And what pray tell, was the planted pre-interval murder in loo, if not a ploy to get the audience back in their seats quickly from the loo?
Somewhere towards the end the gifted Roopa Ganguly shows up as an abandoned wife seeking solace from the abandoned husband. Such geometrical gyrations do not take away from the distinctly cutting edge in the plot.
The skyline of the screem-play is ceaselessly scattered with salacious tidbits. Love-making scenes come on with energetic emphasis to remind us derelict lives needn't be dull. The juices and aromas from the kitchen and bedroom hit your senses in perpetual motions.
Standing tall and statately at the center of this awry universe of disoriented fringe- people is Lilette Dubey.

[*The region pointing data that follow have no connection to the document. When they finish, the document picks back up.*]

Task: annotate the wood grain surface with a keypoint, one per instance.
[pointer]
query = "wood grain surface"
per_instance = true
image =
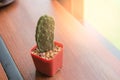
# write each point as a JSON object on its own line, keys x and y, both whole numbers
{"x": 85, "y": 57}
{"x": 2, "y": 73}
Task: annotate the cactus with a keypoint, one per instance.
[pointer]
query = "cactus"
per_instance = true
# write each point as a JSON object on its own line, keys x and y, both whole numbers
{"x": 45, "y": 33}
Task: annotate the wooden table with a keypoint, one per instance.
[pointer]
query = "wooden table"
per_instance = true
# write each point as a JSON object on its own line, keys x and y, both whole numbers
{"x": 85, "y": 56}
{"x": 2, "y": 73}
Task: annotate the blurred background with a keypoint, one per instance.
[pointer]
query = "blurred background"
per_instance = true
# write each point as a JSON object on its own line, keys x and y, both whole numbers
{"x": 102, "y": 15}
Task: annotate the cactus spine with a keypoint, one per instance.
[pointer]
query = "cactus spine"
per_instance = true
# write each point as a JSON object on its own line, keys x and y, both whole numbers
{"x": 45, "y": 33}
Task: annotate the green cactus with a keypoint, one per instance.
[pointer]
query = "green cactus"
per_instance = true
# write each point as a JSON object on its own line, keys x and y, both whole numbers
{"x": 45, "y": 33}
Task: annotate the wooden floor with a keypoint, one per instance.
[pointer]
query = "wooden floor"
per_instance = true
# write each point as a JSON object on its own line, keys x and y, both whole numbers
{"x": 85, "y": 56}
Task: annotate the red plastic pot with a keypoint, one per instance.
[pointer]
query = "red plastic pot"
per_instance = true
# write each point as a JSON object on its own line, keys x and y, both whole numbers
{"x": 48, "y": 67}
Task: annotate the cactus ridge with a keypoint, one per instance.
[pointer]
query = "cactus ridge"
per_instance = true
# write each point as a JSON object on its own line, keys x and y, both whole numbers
{"x": 45, "y": 33}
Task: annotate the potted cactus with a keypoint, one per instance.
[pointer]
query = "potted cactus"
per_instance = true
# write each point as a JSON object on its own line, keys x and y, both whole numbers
{"x": 47, "y": 55}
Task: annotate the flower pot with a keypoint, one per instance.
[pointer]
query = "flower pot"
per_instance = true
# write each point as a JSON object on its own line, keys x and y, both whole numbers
{"x": 48, "y": 67}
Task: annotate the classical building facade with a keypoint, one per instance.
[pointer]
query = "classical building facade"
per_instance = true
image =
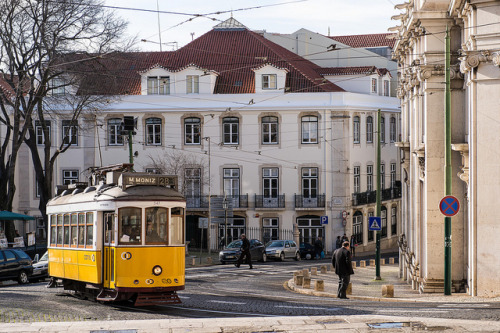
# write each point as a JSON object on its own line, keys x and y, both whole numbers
{"x": 474, "y": 30}
{"x": 237, "y": 116}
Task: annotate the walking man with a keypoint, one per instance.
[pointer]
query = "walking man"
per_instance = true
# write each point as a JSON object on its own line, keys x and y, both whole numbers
{"x": 245, "y": 252}
{"x": 341, "y": 260}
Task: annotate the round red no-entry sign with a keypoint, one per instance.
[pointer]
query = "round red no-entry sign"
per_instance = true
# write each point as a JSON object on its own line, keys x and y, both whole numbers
{"x": 449, "y": 205}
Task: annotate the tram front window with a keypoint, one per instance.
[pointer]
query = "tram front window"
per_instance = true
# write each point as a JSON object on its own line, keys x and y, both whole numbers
{"x": 130, "y": 230}
{"x": 156, "y": 225}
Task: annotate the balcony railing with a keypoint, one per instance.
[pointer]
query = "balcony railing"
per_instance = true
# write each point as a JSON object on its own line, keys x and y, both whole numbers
{"x": 270, "y": 202}
{"x": 238, "y": 201}
{"x": 302, "y": 201}
{"x": 371, "y": 196}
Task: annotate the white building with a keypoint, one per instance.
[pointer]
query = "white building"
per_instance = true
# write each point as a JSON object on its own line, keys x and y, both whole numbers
{"x": 239, "y": 116}
{"x": 475, "y": 84}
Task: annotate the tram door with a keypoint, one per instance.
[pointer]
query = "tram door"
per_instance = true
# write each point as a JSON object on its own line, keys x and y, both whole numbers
{"x": 109, "y": 250}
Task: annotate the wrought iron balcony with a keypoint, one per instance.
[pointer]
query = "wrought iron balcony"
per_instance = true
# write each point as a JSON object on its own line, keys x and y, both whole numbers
{"x": 302, "y": 201}
{"x": 270, "y": 202}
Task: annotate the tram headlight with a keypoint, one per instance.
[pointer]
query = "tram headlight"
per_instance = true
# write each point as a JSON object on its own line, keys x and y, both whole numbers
{"x": 157, "y": 270}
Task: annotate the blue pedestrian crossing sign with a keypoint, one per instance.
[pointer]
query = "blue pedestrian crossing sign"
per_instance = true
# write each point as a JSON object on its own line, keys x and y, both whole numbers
{"x": 374, "y": 223}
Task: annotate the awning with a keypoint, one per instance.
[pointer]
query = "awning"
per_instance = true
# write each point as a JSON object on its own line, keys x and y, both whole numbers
{"x": 10, "y": 216}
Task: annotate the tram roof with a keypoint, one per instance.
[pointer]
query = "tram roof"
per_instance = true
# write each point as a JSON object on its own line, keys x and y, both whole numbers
{"x": 117, "y": 193}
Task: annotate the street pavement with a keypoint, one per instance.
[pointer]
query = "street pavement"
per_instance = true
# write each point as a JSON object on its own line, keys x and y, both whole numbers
{"x": 364, "y": 287}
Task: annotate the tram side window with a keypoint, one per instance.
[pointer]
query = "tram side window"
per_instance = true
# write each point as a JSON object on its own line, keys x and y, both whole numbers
{"x": 81, "y": 230}
{"x": 74, "y": 227}
{"x": 156, "y": 225}
{"x": 130, "y": 228}
{"x": 53, "y": 229}
{"x": 90, "y": 230}
{"x": 177, "y": 226}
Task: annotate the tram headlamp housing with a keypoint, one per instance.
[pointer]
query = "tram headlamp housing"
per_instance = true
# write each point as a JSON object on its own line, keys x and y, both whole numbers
{"x": 157, "y": 270}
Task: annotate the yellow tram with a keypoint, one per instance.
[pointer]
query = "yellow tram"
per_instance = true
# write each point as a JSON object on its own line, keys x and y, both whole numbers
{"x": 120, "y": 240}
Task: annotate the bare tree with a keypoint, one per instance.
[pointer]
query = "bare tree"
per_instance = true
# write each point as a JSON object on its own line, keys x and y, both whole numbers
{"x": 44, "y": 47}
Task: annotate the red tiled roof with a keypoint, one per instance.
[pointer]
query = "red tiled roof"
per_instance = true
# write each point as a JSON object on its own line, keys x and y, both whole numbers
{"x": 232, "y": 53}
{"x": 370, "y": 40}
{"x": 360, "y": 70}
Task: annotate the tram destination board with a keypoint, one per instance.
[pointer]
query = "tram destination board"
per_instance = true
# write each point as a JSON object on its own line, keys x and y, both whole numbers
{"x": 132, "y": 179}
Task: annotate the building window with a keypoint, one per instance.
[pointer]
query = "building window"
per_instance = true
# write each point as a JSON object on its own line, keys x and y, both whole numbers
{"x": 270, "y": 181}
{"x": 374, "y": 86}
{"x": 383, "y": 219}
{"x": 370, "y": 233}
{"x": 369, "y": 129}
{"x": 230, "y": 129}
{"x": 393, "y": 175}
{"x": 382, "y": 176}
{"x": 386, "y": 88}
{"x": 269, "y": 130}
{"x": 394, "y": 221}
{"x": 269, "y": 81}
{"x": 153, "y": 131}
{"x": 382, "y": 129}
{"x": 115, "y": 137}
{"x": 270, "y": 229}
{"x": 158, "y": 85}
{"x": 355, "y": 130}
{"x": 70, "y": 176}
{"x": 192, "y": 84}
{"x": 357, "y": 227}
{"x": 40, "y": 137}
{"x": 369, "y": 177}
{"x": 310, "y": 182}
{"x": 70, "y": 132}
{"x": 392, "y": 129}
{"x": 192, "y": 131}
{"x": 309, "y": 129}
{"x": 356, "y": 179}
{"x": 232, "y": 182}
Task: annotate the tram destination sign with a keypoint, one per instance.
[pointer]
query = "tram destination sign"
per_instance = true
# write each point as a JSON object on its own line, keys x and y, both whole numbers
{"x": 132, "y": 179}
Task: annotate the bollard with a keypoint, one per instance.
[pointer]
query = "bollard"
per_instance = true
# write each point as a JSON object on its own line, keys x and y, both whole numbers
{"x": 319, "y": 285}
{"x": 388, "y": 290}
{"x": 306, "y": 283}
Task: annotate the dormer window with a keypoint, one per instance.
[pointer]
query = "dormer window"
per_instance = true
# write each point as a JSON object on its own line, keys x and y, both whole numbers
{"x": 158, "y": 85}
{"x": 192, "y": 84}
{"x": 269, "y": 81}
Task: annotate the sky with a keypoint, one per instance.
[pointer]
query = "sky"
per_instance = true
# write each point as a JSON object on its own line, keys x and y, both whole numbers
{"x": 182, "y": 20}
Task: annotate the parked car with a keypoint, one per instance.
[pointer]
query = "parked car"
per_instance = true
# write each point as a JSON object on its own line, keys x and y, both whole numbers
{"x": 232, "y": 251}
{"x": 40, "y": 267}
{"x": 15, "y": 265}
{"x": 307, "y": 251}
{"x": 282, "y": 249}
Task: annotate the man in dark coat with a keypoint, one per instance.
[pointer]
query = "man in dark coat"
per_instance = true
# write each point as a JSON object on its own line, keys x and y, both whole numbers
{"x": 245, "y": 252}
{"x": 341, "y": 260}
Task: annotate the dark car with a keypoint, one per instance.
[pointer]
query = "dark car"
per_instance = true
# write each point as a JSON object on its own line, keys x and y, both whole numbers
{"x": 15, "y": 265}
{"x": 40, "y": 268}
{"x": 232, "y": 251}
{"x": 307, "y": 251}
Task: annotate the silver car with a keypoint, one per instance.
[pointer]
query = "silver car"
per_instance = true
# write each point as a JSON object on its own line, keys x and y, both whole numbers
{"x": 282, "y": 249}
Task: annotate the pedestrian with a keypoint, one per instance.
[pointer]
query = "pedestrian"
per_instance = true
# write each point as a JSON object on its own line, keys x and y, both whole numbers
{"x": 353, "y": 245}
{"x": 245, "y": 252}
{"x": 318, "y": 248}
{"x": 338, "y": 243}
{"x": 341, "y": 260}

What an actor! No Violet Stonehem from 36 Chowringhee Lane, Lilette plays her character with delicious abandon. And yet there's a restrain and dignity in her gait and language, quite like what Shabana Azmi had created in her lonely anglo-Indian character in Anjan Dutt's Bada Din.
The other imposing performance comes from the irrepressible Victor Banerjee. After seeing him do his ho-hum two-bit in two Hindi films Tara Rum Pum and Apne it's a joy to watch Victor emerge victorious as the twinkle-eyed sodden trumpet player who chuckles loudly in the face of adversity and asks the Lilette character for a li'l kiss ("No real smooch or anything") just to remind you that life goes on....come what may.
Another tale of inspirational deprivation? Not quite. Bow Barracks Forever takes the marginal stereotypes by the b...lls and turns them into something distinctly glorious, if not grand.
A must-see for those who love stories about tribulation and redemption. They don't make films about such characters with such ironical integrity any more.